The school year can be an expensive time, especially if you have more than one child. Luckily, there are ways to save for not only the expenses that come up during the current school year, but for years to come. By preparing for long- and short-term educational expenses, you will be in a better place financially when the time comes to cover costs, according to Deidre Davis, chief marketing officer for Michigan State University Federal Credit Union.
- Savings accounts
- “MSUFCU offers Sweet Pea, Dollar Dog and Cha-Ching! accounts for children ages newborn to 17, helping your children begin learning the importance of saving at any age,” Davis said. “Parents can also open savings accounts or create sub-savings accounts designated for school-related expenses.
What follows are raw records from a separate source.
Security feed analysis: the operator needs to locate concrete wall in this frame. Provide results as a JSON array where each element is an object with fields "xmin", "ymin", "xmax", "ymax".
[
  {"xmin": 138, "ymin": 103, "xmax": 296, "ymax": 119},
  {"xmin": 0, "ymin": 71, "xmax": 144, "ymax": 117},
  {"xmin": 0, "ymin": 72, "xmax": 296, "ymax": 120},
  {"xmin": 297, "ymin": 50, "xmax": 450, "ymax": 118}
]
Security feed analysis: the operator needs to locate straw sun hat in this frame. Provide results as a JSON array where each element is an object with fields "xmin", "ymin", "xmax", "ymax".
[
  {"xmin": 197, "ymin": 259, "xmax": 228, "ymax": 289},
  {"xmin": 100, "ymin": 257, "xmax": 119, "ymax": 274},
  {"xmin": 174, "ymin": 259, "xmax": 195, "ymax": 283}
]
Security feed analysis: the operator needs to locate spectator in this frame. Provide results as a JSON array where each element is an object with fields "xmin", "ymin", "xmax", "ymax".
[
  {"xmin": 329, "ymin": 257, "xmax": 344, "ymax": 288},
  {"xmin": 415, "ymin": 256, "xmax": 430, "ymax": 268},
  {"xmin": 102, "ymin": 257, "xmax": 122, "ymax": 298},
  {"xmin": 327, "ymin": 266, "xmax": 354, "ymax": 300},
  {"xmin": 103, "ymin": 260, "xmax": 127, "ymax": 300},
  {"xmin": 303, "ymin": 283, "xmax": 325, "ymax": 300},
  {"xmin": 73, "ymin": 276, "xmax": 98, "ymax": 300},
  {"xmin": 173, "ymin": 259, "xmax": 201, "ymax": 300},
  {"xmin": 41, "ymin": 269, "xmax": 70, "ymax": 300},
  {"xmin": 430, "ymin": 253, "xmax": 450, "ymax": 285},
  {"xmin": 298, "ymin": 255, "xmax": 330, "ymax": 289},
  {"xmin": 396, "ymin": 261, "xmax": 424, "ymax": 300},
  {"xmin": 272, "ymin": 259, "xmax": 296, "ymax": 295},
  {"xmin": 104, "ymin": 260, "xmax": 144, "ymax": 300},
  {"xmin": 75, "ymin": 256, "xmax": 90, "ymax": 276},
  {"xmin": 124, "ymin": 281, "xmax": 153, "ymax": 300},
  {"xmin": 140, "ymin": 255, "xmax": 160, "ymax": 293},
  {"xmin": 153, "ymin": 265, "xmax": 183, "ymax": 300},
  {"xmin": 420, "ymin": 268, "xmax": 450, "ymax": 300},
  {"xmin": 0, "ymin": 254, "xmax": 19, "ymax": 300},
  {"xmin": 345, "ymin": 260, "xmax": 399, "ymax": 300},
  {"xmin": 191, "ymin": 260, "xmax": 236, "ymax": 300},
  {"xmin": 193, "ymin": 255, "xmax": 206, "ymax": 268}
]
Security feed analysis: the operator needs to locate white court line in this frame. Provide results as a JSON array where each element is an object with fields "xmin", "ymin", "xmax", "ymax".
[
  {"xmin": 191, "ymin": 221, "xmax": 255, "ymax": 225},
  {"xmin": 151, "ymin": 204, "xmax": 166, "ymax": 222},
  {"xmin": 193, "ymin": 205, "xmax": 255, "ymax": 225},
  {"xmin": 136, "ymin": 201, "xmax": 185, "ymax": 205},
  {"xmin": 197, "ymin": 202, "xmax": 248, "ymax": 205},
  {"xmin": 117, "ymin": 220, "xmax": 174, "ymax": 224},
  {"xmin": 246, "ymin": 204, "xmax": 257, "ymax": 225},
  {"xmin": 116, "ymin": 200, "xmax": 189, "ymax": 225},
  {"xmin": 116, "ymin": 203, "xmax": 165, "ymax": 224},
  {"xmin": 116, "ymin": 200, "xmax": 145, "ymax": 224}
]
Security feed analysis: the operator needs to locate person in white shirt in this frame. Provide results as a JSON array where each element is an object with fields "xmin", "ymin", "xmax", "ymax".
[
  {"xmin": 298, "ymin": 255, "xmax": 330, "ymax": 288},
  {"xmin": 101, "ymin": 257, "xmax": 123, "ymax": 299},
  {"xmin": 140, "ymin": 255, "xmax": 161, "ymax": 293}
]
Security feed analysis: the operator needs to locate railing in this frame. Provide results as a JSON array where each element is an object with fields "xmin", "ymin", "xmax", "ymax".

Certificates or IMMAs could also be useful for long-term saving, as they will enable you to earn higher dividends than a normal savings account.”
- Lansing SAVE
- MSUFCU has partnered with the Lansing School District and the City of Lansing for the Student Accounts Valuing Education (SAVE) program, which helps families save for their child’s future education
- “Kindergarten students in select schools within the Lansing School District will have special savings accounts opened in their names, with an initial $5 deposited,” Davis said. “The program will focus on teaching children and their families the importance of saving, as well as begin savings accounts for college or career-training expenses.”
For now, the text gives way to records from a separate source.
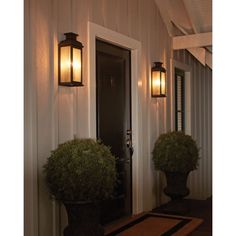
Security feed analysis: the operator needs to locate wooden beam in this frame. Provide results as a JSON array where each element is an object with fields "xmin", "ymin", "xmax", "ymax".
[
  {"xmin": 173, "ymin": 32, "xmax": 212, "ymax": 50},
  {"xmin": 173, "ymin": 22, "xmax": 207, "ymax": 66},
  {"xmin": 188, "ymin": 48, "xmax": 206, "ymax": 66},
  {"xmin": 206, "ymin": 50, "xmax": 212, "ymax": 69},
  {"xmin": 172, "ymin": 15, "xmax": 212, "ymax": 68},
  {"xmin": 172, "ymin": 22, "xmax": 189, "ymax": 35}
]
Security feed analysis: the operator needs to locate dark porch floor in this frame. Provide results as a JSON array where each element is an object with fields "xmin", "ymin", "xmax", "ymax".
[{"xmin": 152, "ymin": 197, "xmax": 212, "ymax": 236}]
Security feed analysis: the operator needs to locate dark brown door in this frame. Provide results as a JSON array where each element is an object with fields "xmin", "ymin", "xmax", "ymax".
[{"xmin": 96, "ymin": 39, "xmax": 133, "ymax": 224}]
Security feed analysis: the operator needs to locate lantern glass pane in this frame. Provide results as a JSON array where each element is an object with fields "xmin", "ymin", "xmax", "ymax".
[
  {"xmin": 60, "ymin": 46, "xmax": 71, "ymax": 83},
  {"xmin": 161, "ymin": 71, "xmax": 166, "ymax": 95},
  {"xmin": 152, "ymin": 71, "xmax": 161, "ymax": 95},
  {"xmin": 72, "ymin": 48, "xmax": 82, "ymax": 83}
]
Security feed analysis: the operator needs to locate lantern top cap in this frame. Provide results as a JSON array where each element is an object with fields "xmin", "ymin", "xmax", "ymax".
[
  {"xmin": 60, "ymin": 32, "xmax": 83, "ymax": 48},
  {"xmin": 152, "ymin": 61, "xmax": 166, "ymax": 72},
  {"xmin": 154, "ymin": 62, "xmax": 163, "ymax": 67},
  {"xmin": 64, "ymin": 32, "xmax": 78, "ymax": 40}
]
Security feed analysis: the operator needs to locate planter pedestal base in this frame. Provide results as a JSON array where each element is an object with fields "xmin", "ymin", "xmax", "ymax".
[
  {"xmin": 63, "ymin": 201, "xmax": 104, "ymax": 236},
  {"xmin": 161, "ymin": 171, "xmax": 190, "ymax": 215},
  {"xmin": 164, "ymin": 171, "xmax": 190, "ymax": 201},
  {"xmin": 64, "ymin": 225, "xmax": 104, "ymax": 236},
  {"xmin": 161, "ymin": 199, "xmax": 190, "ymax": 215}
]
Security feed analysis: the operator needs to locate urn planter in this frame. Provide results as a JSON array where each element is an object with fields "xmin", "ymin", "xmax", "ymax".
[
  {"xmin": 63, "ymin": 201, "xmax": 104, "ymax": 236},
  {"xmin": 152, "ymin": 131, "xmax": 199, "ymax": 201},
  {"xmin": 164, "ymin": 171, "xmax": 190, "ymax": 200},
  {"xmin": 43, "ymin": 139, "xmax": 117, "ymax": 236}
]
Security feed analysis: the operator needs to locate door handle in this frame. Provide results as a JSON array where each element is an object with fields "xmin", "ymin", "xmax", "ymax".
[
  {"xmin": 126, "ymin": 139, "xmax": 134, "ymax": 156},
  {"xmin": 126, "ymin": 129, "xmax": 134, "ymax": 156},
  {"xmin": 126, "ymin": 129, "xmax": 132, "ymax": 135},
  {"xmin": 126, "ymin": 139, "xmax": 132, "ymax": 147},
  {"xmin": 129, "ymin": 147, "xmax": 134, "ymax": 156}
]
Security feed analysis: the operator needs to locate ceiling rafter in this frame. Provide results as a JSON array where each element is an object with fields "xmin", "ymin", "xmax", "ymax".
[
  {"xmin": 182, "ymin": 0, "xmax": 203, "ymax": 34},
  {"xmin": 155, "ymin": 0, "xmax": 174, "ymax": 36}
]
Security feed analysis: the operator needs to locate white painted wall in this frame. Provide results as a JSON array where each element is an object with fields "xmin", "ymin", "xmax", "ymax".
[
  {"xmin": 173, "ymin": 49, "xmax": 212, "ymax": 200},
  {"xmin": 24, "ymin": 0, "xmax": 181, "ymax": 235}
]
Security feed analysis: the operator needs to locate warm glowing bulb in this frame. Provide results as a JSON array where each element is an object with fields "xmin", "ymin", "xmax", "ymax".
[
  {"xmin": 73, "ymin": 60, "xmax": 81, "ymax": 69},
  {"xmin": 61, "ymin": 60, "xmax": 70, "ymax": 69},
  {"xmin": 153, "ymin": 78, "xmax": 161, "ymax": 86}
]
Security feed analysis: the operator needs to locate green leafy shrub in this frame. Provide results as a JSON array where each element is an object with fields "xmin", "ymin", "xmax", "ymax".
[
  {"xmin": 152, "ymin": 131, "xmax": 199, "ymax": 173},
  {"xmin": 44, "ymin": 139, "xmax": 117, "ymax": 201}
]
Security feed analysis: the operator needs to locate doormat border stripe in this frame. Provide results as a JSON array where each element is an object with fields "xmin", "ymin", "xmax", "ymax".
[{"xmin": 106, "ymin": 213, "xmax": 192, "ymax": 236}]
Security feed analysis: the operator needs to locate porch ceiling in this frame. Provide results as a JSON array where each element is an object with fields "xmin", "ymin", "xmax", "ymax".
[{"xmin": 155, "ymin": 0, "xmax": 212, "ymax": 69}]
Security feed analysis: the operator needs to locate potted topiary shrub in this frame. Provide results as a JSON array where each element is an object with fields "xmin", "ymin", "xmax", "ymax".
[
  {"xmin": 44, "ymin": 138, "xmax": 117, "ymax": 236},
  {"xmin": 152, "ymin": 131, "xmax": 199, "ymax": 201}
]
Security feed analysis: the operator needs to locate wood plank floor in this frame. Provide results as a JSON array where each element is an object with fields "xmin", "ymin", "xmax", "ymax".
[{"xmin": 152, "ymin": 198, "xmax": 212, "ymax": 236}]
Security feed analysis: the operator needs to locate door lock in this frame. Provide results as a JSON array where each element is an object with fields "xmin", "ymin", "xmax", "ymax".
[
  {"xmin": 126, "ymin": 139, "xmax": 134, "ymax": 156},
  {"xmin": 126, "ymin": 129, "xmax": 134, "ymax": 156},
  {"xmin": 126, "ymin": 129, "xmax": 132, "ymax": 135},
  {"xmin": 126, "ymin": 139, "xmax": 132, "ymax": 147}
]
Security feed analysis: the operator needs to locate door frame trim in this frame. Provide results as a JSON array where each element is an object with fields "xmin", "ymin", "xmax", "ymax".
[{"xmin": 88, "ymin": 22, "xmax": 143, "ymax": 214}]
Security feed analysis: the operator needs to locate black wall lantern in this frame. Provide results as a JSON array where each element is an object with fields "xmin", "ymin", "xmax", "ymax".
[
  {"xmin": 58, "ymin": 32, "xmax": 84, "ymax": 86},
  {"xmin": 151, "ymin": 62, "xmax": 166, "ymax": 97}
]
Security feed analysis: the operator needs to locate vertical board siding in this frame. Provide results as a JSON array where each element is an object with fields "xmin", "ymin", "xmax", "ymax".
[
  {"xmin": 25, "ymin": 0, "xmax": 172, "ymax": 235},
  {"xmin": 24, "ymin": 0, "xmax": 40, "ymax": 235},
  {"xmin": 173, "ymin": 50, "xmax": 212, "ymax": 200}
]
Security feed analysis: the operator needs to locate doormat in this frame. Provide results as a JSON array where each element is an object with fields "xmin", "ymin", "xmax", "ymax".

A few ways Davis suggested to save money this school year and beyond are to:
- Stock up on items you’ll need throughout the year
- Making bulk purchases can often save you money per item
- It will also prevent extra trips to the store, allowing you to save money on gas
- Pack lunches for less expensive (and often healthier) meals than in the cafeteria
- Individual ingredients will last longer and will provide more meal options in the long run
- Start saving for college
- The earlier you start saving, the better off your child will be
- “Having something saved for when he or she begins college will help prevent you and/or your child from taking out significant loans, which means less to pay after graduation,” Davis said. “You’ll also earn dividends on your savings throughout the years.”